Introduction

Tuberous sclerosis Complex (TSC) is a rare autosomal-dominantly inherited disorder affecting one in 6000 newborn [1]. Mutations in one of two tumor suppressor genes lead to an overexpression of the mechanistic (formerly: mammalian) target of rapamycin (mTOR) complex 1 [2]. This results in hamartomatous tumor lesions in a wide variety of organs and can be fatal [3]. Typical organs affected are the heart, the kidneys, the skin, and the retina, as well as the central nervous system. Reasons for disease-specific mortality are as diverse as the disease itself: TSC kidney disease was found to lead to most deaths, apart from this sudden death in epilepsy (SUDEP), pulmonary lymphangioleiomyomatosis (LAM) and subependymal giant cell astrocytoma (SEGA) occur as well [4, 5].

Clinical presentation is highly variable and may even differ markedly within families. Furthermore, several manifestations are age dependent, like cardiac rhabdomyoma (early infancy) or pulmonary LAM (adulthood, predominantly female sex [3]).
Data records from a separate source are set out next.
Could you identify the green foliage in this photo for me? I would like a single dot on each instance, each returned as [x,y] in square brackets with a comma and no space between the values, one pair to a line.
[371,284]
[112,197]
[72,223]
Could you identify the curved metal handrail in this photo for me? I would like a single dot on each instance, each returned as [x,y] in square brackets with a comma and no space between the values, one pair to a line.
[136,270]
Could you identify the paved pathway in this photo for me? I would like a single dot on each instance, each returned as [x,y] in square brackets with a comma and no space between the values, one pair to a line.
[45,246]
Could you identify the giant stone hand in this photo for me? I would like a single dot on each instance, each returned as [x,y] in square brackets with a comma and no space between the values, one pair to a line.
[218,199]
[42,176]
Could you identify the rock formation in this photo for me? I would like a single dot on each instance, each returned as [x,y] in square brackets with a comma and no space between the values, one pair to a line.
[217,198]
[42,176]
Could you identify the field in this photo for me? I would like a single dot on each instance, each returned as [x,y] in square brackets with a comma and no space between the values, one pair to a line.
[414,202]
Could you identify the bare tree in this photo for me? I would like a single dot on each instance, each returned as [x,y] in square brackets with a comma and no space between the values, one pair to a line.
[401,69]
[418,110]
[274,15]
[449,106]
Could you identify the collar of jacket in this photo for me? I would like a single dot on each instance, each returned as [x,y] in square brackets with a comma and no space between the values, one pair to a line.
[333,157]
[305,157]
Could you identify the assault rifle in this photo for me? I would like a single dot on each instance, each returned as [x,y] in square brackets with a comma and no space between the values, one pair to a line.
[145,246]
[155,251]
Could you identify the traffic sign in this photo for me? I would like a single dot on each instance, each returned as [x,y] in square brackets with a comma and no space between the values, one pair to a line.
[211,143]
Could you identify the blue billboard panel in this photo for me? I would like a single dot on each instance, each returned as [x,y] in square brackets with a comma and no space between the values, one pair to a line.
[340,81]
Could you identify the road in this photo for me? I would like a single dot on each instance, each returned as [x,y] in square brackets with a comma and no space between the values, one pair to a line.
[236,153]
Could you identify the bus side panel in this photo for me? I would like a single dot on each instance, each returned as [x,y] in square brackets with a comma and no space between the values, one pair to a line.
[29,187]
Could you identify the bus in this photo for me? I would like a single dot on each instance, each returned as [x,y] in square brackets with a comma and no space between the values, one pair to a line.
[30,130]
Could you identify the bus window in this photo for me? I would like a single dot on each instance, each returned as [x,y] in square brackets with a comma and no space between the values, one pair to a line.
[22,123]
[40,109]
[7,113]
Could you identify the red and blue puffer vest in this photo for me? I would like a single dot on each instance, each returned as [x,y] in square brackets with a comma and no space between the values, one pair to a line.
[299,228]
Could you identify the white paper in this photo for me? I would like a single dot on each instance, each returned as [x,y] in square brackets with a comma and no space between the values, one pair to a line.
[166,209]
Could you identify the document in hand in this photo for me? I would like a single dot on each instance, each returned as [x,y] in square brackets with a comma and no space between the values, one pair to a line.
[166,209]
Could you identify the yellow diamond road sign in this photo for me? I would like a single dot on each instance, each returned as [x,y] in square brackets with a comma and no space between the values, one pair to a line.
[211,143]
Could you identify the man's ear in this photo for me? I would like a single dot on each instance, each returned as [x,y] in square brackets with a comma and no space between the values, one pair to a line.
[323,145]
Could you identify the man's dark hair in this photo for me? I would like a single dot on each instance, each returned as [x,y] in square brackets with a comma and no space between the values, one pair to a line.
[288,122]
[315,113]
About 80% of TSC patients have a history of seizures that often are difficult to treat or even refractory to treatment [6]. Furthermore, a population-based study found intellectual disabilities in approximately 50% of affected individuals; as many as 30% were classified as profoundly disabled [7].

Treatment strategies are based on the individual disease characteristics and are therefore highly diverse, including, e.g. antiseizure medication as well as tumor surgeries or treatments with mTOR inhibitors [8, 9].
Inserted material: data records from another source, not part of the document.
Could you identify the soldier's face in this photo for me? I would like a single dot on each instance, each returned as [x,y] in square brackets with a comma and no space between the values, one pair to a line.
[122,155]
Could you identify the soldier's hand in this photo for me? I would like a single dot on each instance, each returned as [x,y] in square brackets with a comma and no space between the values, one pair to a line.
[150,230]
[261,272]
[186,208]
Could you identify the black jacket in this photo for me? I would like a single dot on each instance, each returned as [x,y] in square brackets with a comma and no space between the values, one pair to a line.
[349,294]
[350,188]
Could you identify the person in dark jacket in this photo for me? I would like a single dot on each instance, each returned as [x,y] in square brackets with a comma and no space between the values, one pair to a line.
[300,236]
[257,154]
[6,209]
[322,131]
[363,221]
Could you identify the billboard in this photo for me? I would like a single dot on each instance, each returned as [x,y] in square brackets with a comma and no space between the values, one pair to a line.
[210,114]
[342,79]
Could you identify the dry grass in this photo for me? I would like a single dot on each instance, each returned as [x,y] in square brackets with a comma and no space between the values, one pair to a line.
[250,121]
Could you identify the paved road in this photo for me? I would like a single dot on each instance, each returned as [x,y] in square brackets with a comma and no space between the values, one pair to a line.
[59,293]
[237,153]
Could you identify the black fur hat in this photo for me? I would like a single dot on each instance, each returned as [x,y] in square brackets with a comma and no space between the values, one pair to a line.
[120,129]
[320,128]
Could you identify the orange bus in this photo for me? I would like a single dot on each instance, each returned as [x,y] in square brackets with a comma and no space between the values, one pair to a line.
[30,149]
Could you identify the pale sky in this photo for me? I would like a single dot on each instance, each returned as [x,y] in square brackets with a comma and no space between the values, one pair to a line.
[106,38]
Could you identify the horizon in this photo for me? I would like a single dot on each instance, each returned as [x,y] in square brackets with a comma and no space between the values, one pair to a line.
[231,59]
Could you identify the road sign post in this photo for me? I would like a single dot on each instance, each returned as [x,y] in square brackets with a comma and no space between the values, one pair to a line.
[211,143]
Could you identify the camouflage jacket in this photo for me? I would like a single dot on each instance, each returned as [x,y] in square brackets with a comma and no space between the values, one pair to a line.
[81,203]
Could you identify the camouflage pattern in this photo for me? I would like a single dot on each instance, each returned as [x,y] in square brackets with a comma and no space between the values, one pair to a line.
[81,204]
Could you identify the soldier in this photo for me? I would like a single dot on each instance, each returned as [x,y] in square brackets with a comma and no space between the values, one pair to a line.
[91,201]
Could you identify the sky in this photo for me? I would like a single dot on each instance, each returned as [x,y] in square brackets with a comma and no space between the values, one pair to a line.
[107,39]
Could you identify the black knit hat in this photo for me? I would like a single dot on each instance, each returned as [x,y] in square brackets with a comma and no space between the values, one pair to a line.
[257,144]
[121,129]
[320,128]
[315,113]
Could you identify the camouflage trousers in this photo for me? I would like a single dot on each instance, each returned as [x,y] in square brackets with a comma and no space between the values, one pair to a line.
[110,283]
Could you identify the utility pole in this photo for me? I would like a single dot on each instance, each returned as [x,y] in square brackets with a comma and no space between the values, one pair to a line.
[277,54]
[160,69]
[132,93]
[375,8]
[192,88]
State-of-the art care requires a multidisciplinary team and includes life-long surveillance as well as treatment of relevant disease manifestations considering the individual burden of disease [8, 10, 11].

Although specialized TSC centres likely ameliorate patient care and disease outcome, as far as we know, this has not been evaluated systematically. Furthermore, it seems to be important that the patients or their caregivers are informed about the particular disease manifestations that allow them to actively contribute to a comprehensive medical concept [12]. So far published data on disease manifestations in TSC cohorts derive from the physician’s point of view, often neglecting the patient’s/caregiver’s knowledge about individual disease manifestations.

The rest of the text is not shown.